124.4 Living between two societies: Japanese women's experience in China

Wednesday, August 1, 2012: 1:24 PM
Faculty of Economics, TBA
Oral Presentation
Chie SAKAI , Sociology, Kansai University, Suita City, Osaka, Japan
Economic relations between China and Japan have been growing since the 1980s, and an increasing number of Japanese are now going to China in search of a larger market. We tend to regard men as the primary migrant, but a number of women are going abroad for various reasons. In Japan, women are expected to marry a breadwinning husband, concentrate on domestic chores, and care for children. The strict gender division in workplaces and families has made them go abroad, recently to China.

Based on my own research since the mid-1990s, this study examines Japanese women migrants’ sense of achievement and their anxieties about the future. They quit their jobs in Japan after working for a few years and found more-satisfying positions intermediate between Japan and China at Japan-related companies in Chinese big cities.

Many of them strongly intended to return to Japan before turning thirty, believing that being any older would make it more difficult to find a job and to marry. However, their stays in China tended to be longer than expected.
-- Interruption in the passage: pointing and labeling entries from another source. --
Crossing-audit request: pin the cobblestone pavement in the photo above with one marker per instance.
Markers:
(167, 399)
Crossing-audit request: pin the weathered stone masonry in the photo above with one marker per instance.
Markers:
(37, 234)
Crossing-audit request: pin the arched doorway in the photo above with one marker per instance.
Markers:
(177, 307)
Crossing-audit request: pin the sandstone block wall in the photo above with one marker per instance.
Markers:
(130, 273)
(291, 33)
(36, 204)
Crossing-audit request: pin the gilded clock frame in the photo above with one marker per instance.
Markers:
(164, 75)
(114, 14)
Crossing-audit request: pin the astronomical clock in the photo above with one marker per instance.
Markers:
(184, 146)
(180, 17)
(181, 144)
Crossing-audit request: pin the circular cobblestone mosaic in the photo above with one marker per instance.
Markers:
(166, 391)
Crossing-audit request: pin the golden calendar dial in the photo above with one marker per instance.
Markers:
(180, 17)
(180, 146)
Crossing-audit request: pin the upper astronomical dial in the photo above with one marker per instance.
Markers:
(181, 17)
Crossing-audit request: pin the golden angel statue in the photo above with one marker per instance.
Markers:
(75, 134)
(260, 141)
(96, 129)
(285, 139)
Growing older, they had to cope with their sense of instability from living abroad caused by, for example, their anxiety for the future, their lack of social security, and their guilt at having abandoned their aged parents at home.
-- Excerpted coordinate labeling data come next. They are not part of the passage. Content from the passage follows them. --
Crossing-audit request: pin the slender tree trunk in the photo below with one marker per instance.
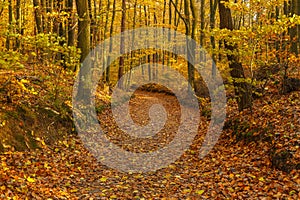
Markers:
(110, 40)
(213, 9)
(71, 24)
(10, 19)
(293, 31)
(122, 45)
(84, 46)
(18, 24)
(242, 89)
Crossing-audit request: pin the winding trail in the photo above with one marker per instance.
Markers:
(68, 171)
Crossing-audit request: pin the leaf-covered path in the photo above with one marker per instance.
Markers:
(68, 171)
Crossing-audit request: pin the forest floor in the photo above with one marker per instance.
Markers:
(238, 167)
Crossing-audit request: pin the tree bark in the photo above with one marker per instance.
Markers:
(242, 89)
(122, 45)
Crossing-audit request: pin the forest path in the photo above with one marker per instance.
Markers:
(69, 171)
Some of them married local Chinese men and decided to stay in China for a while. However, they felt it became more difficult to return to Japan with a family, and they worried about their children’s education and their own lives after retirement. This study also discusses how female Japanese migrants negotiate these problems and share their information among friends, who have the similar situations. That's why they eagerly make friends in a graduates’ association, in children’s schools, or in the neighborhood to create a network.